No one told me this at the start of my job, And, I guess that not even my immediate supervisor, the head of the department, or my mentor, a deputy dean, understood what upper administration meant by two research articles per staff member per year. Also, the metric is contrary to the research productivity guide used by my head of department and dean. The guide proposes different weightings to the types of publications (books, book chapters, peer-reviewed articles, conference proceedings) which the research productivity metric does not account for.

My personal opinion of the performance metric

This method for calculating research productivity is demoralizing. It does not consider whether your contribution to an article is greater than other authors. For example, I did the bulk of the work and was the first author for two papers. The metric is simple for administrators to use because they have no other creative ways to assess research productivity as other indices such as the number of citations, and the h-index and i10-index are dependent on the scholarly field you are in.

The simple metric is short-sighted as it reduces the importance of collaborations. Collaborations are important in scientific research. Collaborations allow groups to share resources (data, equipment), create new lines of research that span multi-disciplines, divide the laborious work among several individuals, access grant funding and pursue bigger scientific and social problems.

The simple research productivity metric my university has will cause scientists to play small and to revert to tactics of chopping a piece of work into small parts for more publishable units.

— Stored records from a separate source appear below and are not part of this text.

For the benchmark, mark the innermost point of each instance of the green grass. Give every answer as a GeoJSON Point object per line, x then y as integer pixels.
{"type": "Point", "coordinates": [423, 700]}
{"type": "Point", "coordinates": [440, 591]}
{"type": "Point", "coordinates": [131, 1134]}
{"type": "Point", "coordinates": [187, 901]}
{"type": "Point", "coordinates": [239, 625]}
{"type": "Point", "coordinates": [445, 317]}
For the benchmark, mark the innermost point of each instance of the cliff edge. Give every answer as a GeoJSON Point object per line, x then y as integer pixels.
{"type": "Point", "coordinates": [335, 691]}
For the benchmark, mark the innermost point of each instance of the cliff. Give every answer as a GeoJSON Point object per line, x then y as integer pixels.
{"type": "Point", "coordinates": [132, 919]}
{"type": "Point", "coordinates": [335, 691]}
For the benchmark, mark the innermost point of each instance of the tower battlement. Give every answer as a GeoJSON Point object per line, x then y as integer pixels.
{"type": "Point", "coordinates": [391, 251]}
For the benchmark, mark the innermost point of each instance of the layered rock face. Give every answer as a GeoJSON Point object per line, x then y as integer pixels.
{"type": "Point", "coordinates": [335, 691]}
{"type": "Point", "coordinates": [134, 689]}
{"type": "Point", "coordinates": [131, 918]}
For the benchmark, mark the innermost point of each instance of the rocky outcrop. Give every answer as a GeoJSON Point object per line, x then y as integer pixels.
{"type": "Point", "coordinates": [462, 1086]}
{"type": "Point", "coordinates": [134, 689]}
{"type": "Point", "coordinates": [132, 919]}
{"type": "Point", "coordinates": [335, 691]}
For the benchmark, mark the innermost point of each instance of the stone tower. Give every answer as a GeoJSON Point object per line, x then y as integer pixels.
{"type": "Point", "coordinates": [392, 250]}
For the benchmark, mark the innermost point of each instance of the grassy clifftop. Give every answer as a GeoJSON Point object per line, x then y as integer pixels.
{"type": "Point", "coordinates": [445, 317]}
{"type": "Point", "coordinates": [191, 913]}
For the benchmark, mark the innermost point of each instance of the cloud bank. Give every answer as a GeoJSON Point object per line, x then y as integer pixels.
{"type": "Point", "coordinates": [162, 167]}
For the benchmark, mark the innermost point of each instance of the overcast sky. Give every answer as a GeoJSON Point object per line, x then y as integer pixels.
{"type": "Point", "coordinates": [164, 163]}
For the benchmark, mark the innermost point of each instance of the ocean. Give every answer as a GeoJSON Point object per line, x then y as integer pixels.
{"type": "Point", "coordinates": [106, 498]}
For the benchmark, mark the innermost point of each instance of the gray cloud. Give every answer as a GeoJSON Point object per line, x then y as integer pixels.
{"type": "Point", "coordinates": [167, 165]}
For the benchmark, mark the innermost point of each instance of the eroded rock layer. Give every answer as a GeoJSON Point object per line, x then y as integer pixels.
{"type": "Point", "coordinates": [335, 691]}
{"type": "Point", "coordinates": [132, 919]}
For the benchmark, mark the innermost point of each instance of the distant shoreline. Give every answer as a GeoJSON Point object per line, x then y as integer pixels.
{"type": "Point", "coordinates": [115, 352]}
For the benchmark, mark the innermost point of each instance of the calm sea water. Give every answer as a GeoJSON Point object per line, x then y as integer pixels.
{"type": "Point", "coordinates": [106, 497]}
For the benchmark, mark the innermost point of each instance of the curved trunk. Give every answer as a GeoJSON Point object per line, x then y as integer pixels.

That reaction could lead to a longer period of seeing a holistic solution to a problem.

My plan of action

So what will I do given that this metric is being used?

First, I will champion my own case in how my articles are seen by my assessors. One key thing is to demonstrate the impact of my scientific research on the cover letters of my promotion application. I also need to document the research projects I am the main lead of in my CV, the publications resulting from each project and the contribution of each member of the collaboration. I have control over how I present my case for promotion.

Secondly, I will continue with my collaborations but will add a personal line of research. Also, I will need to consider whether I actually need a collaborator for some projects especially those where the collaborator is not contributing any resources, the research is not creating new lines of multi-disciplinary research, or equal distribution of labour. In a way, the metric will help me to reduce alliances that really do not add to my research projects and to be more discernable about how I share my research resources.

What can you take away from this?

To advance in your career you need to understand how the performance metrics are calculated by the key decision-makers in your organization. These will be the HR managers and the CEO. In my case, the department head was not a key decision-maker in the promotion. The department head simply verifies the information in your promotion package and presents your case on your behalf. Attend all performance-related meetings and ask questions. Even if you feel certain about the definition of a metric, ask the key decision-makers to define the metric carefully.

Also, speak with people who have been through the process from other departments. One mistake I made was to have one mentor. Identify a few people who you could turn to for advice rather than having one mentor. Multiple perspectives will help you to better plan for your career.

Clarity on performance metrics and the promotion process is key. If you’re to play the career advancement game you need to know what targets to hit.